In der abschließenden Ergebnisdiskussion erfolgt eine Fokussierung der Beteiligung von AdressatInnen. Deutlich wird, dass einer Beteiligung in den Hilfskontexten durch die Fachkräfte der normativ auferlegte hohe Stellenwert auch zugeschrieben wird. Jedoch hier einerseits unterschiedliche Interpretationen bestehen und andererseits mangelnde Zeitressourcen eine Beteiligung auch einschränken. Weiterhin wird eine interessante Diskussion dahingehend eröffnet, dass es an der Zeit sei, „dass die Diskussion über Partizipation und Beteiligung um die Beteiligung der Mitarbeiterinnen selbst […] erweitert wird, da nur diejenigen, die selbst beteiligt sind, auch andere selbstverständlich beteiligen werden“ (S. 112 f.). So würden auch Beschwerdemöglichkeiten, z.B. externe Beschwerdestellen, für Fachkräfte fehlen. In diesem Zusammenhang wird der Mangel einer Fachaufsicht für Jugendämter beklagt.

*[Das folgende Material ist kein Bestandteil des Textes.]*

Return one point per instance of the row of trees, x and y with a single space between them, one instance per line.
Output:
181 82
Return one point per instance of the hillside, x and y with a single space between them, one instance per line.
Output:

Die Fallzahlbelastung je Fachkraft findet im Rahmen der Studie eine Orientierung an den Forderungen der Bundesarbeitsgemeinschaft ASD/KSD. Fallverantwortliche sehen sich in den Arbeitsvollzügen aber mit deutlich mehr als den empfohlenen 35 Fällen pro Vollzeitäquivalent konfrontiert. Als interessant erscheint der Befund, dass entgegen der einführenden Rahmung kein signifikanter Zusammenhang zwischen finanzieller Situation der Kommune und der Fallzahlbelastung besteht. Gleichwohl sehen sich aber mehr als die Hälfte der Befragten einer spürbaren Abhängigkeit von der Haushaltssituation ausgesetzt.
Weiterhin findet die Auseinandersetzung mit der „defizitären Einarbeitungssituation“ im ASD eine vertiefte Beachtung im Rahmen der Diskussion. Festgestellt wird u.a., dass es in einem Drittel der Dienste keine Einarbeitungsmodelle gibt. Bei über der Hälfte erfolgt eine Einarbeitung in weniger als drei Monaten.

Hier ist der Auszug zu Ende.